I find it quite strange how Apollo is usually described as a young boy, gentle and smiling at the world. But for me, he is far from innocent, far from gentle, and you couldn’t really tell if he was smiling or frowning because if you tried to look, you’d burn your eyes. He is a stern master, more like a father than a child. For me, he is always there, always watching and pushing me towards excellence.
He does not forgive, because he has no reason to. He does not care about your mistakes. You can make as many mistakes as you want and it would not matter to Apollo. What does matter to him is that you are always striving to become better, always reaching for the ideal. You stumble, therefore you must pick yourself up.
Apollo will urge you to cut out everything that you don’t need and focus on the things that you do need. He is a minimalist, and it’s not an easy job to identify and cut out the unnecessary from your life. It hurts, in fact, but it is necessary.
There is no coddling with Apollo. When you are sick, you heal yourself. Apollo’s only reward is the one that you earn for yourself. He gives nothing more, nothing less. In other words, excellence is its own reward.
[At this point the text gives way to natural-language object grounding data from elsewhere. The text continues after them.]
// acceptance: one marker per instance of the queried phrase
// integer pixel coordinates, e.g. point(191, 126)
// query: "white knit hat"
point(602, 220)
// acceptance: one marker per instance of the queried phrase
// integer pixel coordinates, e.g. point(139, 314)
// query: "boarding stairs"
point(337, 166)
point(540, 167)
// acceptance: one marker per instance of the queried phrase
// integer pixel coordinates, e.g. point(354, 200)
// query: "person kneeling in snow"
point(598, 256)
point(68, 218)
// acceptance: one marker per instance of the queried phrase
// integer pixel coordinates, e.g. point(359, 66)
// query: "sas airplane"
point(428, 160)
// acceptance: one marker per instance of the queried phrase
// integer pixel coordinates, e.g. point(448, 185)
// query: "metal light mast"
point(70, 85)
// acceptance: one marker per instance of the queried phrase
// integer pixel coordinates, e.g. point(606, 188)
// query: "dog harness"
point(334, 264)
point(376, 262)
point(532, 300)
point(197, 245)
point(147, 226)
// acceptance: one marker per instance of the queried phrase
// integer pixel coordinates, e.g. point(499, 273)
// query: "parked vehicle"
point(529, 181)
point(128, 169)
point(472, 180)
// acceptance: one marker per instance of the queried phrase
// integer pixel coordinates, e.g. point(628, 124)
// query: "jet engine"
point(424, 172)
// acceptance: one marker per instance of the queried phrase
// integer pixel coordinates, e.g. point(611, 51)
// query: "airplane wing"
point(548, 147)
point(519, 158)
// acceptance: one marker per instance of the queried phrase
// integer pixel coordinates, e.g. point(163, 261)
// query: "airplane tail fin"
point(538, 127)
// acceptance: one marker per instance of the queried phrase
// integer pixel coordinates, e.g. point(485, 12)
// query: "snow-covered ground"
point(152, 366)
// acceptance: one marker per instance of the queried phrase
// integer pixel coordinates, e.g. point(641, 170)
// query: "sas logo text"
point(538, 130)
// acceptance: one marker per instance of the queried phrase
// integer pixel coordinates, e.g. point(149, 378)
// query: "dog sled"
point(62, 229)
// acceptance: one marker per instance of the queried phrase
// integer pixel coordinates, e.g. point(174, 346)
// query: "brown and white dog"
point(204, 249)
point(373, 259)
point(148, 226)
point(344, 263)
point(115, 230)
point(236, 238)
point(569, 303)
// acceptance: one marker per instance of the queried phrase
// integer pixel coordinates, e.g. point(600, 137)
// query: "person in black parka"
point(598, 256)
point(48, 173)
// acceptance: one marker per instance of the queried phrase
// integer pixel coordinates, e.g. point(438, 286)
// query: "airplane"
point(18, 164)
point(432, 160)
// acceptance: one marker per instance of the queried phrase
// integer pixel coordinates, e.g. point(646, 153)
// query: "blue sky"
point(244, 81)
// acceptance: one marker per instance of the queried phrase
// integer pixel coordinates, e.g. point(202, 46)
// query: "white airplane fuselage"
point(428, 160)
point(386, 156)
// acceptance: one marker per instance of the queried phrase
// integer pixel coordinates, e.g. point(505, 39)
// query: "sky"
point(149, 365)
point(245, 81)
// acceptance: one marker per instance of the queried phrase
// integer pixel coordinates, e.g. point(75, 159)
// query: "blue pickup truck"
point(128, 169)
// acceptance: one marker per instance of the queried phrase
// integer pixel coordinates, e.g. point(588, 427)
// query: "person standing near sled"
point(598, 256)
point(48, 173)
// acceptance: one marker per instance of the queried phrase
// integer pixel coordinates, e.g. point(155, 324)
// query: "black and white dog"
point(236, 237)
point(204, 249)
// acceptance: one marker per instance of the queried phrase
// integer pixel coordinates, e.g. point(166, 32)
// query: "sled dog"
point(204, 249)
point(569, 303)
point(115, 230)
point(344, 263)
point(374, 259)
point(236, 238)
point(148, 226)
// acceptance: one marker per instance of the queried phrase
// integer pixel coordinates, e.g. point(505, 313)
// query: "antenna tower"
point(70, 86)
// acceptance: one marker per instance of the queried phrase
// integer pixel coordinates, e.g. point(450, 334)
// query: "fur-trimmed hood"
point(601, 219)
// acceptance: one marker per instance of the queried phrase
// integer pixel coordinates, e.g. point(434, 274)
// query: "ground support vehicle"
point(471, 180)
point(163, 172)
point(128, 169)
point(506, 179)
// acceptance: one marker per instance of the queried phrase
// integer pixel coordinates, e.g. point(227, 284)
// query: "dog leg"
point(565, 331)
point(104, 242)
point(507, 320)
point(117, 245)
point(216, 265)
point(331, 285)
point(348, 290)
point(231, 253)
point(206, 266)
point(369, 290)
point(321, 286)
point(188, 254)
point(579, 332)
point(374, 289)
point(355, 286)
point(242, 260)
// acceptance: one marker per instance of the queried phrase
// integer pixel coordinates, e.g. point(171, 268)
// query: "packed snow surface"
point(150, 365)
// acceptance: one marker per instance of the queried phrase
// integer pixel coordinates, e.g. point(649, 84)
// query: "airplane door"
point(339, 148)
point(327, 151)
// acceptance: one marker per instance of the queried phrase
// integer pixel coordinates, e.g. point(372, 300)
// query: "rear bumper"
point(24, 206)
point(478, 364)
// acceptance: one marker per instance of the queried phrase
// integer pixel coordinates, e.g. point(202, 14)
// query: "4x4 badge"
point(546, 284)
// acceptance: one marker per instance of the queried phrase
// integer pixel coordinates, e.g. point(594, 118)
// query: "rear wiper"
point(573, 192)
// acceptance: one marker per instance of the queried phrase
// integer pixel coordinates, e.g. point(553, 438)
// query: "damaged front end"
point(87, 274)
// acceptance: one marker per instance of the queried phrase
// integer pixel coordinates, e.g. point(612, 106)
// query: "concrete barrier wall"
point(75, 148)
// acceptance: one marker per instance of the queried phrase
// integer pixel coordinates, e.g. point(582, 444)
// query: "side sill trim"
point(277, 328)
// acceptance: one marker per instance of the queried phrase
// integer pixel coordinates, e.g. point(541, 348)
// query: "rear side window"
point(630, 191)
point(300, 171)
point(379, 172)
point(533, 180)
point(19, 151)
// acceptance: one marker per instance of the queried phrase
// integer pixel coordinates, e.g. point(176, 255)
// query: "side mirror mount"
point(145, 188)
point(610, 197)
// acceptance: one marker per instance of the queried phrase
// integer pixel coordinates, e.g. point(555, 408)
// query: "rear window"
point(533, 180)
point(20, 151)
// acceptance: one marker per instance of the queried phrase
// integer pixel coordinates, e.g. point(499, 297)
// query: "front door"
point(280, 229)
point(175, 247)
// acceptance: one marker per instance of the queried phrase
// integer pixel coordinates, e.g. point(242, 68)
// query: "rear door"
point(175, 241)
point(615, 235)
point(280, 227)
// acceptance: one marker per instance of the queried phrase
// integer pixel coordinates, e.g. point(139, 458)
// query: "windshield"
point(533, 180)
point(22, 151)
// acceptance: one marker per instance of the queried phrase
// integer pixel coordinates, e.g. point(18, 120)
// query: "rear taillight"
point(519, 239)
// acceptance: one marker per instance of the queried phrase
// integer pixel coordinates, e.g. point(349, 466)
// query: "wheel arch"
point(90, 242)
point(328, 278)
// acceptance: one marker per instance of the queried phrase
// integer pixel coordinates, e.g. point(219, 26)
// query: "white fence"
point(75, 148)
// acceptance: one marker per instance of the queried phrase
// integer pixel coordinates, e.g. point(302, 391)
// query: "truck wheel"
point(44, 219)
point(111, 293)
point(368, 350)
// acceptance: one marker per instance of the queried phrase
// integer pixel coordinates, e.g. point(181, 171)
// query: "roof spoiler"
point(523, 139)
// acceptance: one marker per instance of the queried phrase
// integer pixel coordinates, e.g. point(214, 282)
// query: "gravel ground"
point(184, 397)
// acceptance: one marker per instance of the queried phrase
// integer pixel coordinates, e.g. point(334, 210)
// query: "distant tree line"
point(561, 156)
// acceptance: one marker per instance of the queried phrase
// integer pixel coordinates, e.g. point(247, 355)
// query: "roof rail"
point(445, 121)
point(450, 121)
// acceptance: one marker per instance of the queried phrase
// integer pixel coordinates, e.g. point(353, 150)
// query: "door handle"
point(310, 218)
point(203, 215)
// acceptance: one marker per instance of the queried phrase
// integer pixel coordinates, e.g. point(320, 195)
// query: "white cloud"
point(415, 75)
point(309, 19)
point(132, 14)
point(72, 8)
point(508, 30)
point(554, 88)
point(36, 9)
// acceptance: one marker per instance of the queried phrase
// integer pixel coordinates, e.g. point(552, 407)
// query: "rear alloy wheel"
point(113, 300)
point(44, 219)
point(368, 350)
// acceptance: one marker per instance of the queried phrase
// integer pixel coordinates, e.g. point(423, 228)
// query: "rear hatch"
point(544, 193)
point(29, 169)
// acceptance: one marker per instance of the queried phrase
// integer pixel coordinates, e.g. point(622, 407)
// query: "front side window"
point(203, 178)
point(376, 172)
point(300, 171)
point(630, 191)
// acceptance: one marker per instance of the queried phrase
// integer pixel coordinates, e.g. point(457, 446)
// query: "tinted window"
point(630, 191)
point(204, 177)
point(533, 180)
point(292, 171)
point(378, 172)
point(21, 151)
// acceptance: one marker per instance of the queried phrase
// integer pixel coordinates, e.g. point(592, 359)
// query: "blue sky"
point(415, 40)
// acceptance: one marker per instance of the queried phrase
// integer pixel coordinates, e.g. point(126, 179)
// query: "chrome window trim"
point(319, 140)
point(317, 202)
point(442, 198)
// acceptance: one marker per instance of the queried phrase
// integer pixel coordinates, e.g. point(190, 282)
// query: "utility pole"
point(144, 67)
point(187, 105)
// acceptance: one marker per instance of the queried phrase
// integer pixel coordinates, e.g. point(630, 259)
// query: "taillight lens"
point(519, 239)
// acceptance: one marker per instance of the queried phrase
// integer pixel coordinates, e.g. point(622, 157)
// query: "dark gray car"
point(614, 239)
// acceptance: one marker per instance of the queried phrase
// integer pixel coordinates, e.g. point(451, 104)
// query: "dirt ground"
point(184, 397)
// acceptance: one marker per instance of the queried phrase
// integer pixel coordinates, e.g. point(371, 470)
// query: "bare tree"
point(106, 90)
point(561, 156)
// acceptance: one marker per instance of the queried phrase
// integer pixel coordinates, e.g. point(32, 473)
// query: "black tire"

In my early readings about Dionysus, I was rather confused about how he was depicted a party god. Was partying that important to the Greeks? I did not party in bars at all, and I could not relate to him. But I when I learned more about his other aspects, about trance and madness, I could look back at my life and see how strong his presence is. I did not party but I tranced out on my own. I would focus my attention on a glass of water, so that just a glass of water would be enough to make me happy for that moment. If I did not experience these various flavors of ecstasy, I would likely not be a musician right now.
Those ecstatic moments are alright, but what really convinced me of his presence is his aspect of madness. I sometimes fall into bouts of depression. There are days when I feel extreme emotion I cannot control, destructive thinking and the feeling of my soul being ripped apart. He looks at me with mad eyes and a frothing mouth. Darkness and hopelessness fill me. I once read in high school, if you stare at the abyss, it stares right back at you.
In my moments of extreme despair, he sometimes just laughs and says “Oh, come on, it’s not that bad!” I don’t understand exactly why he does these things to me, but I am sure that I gain new perspectives after each episode. Perhaps it is these intense emotions that fuel the things that I do with force and passion, and impart my pursuits with an inexplicable “umph!”.
For me, the most prominent aspects that these two show to me are the “darker” aspects. Their “good” aspects don’t magnetize me as much as their more “destructive” aspects. So when I see descriptions of Apollo as a happy, childish sun god, or Dionysus as a merrymaking party god, I can only think: Oh, if you only knew what they really do.